To disable the default behavior of watching all tf.Variables, set watch_accessed_variables=False when creating the gradient tape

x0 = tf.Variable(0.0)
x1 = tf.Variable(10.0)

with tf.GradientTape(watch_accessed_variables=False) as tape:
    # set only x1 to be watched not x0
    tape.watch(x1)
    y0 = tf.math.sin(x0)
    y1 = tf.nn.softplus(x1)
    y = y0 + y1
    ys = tf.reduce_sum(y)

grad = tape.gradient(ys, {'x0': x0, 'x1': x1})

print('dy/dx0:', grad['x0'])
print('dy/dx1:', grad['x1'].numpy())
dy/dx0: None
dy/dx1: 0.9999546

By default, the resources held by a GradientTape are released as soon as the GradientTape.gradient method is called. To compute multiple gradients over the same computation, create a gradient tape with persistent=True. This allows multiple calls to the gradient method as resources are released when the tape object is garbage collected.

x = tf.constant([1, 3.0])
with tf.GradientTape(persistent=True) as tape:
    tape.watch(x)
    y = x * x * x * x 
    z = y * y * y * y

print(tape.gradient(z, x).numpy()) 
print(tape.gradient(y, x).numpy())
[1.6000000e+01 2.2958251e+08]
[  4. 108.]

Notes on performance

  • There is a tiny overhead associated with doing operations inside a gradient tape context. For most eager execution this will not be a noticeable cost, but you should still use tape context around the areas only where it is required.

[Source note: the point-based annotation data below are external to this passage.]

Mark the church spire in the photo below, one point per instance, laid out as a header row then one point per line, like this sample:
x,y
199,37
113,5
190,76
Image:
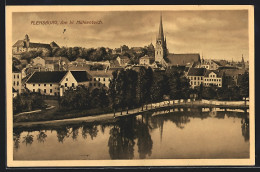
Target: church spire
x,y
160,35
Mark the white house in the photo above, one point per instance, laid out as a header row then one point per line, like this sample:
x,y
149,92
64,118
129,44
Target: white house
x,y
212,77
17,79
196,76
56,82
100,79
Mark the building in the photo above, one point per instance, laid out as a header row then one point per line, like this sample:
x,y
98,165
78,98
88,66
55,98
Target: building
x,y
196,76
213,77
14,93
17,79
166,59
25,45
233,73
100,79
137,50
189,60
146,60
56,82
210,64
123,60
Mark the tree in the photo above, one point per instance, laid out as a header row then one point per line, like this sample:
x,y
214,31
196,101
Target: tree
x,y
140,89
244,85
148,81
131,82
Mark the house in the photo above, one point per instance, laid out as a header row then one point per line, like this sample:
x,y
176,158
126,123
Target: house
x,y
100,79
213,77
17,79
146,60
233,73
196,76
210,64
56,82
137,50
14,93
123,60
38,61
25,45
189,60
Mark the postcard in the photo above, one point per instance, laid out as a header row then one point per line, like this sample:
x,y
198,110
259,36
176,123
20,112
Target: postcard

  • Gradient tapes use memory to store intermediate results, including inputs and outputs, for use during the backwards pass.

  • For efficiency, some ops (like ReLU) don't need to keep their intermediate results and they are pruned during the forward pass. However, if you use persistent=True on your tape, nothing is discarded and your peak memory usage will be higher.

Control Flow

Here a different variable is used on each branch of an if. The gradient only connects to the variable that was used.

x = tf.constant(1.0)

v0 = tf.Variable(2.0)
v1 = tf.Variable(2.0)

with tf.GradientTape(persistent=True) as tape:
    tape.watch(x)
    if x > 0.0:
        result = v0
    else:
        result = v1**2 

dv0, dv1 = tape.gradient(result, [v0, v1])

print(dv0)
print(dv1)

dx = tape.gradient(result, x)
print(dx)
tf.Tensor(1.0, shape=(), dtype=float32)
None
None

Control statements themselves are not differentiable, so they are invisible to gradient-based optimizers. Depending on the value of x in the above example, the tape either records result = v0 or result = v1**2. The gradient with respect to x is always None.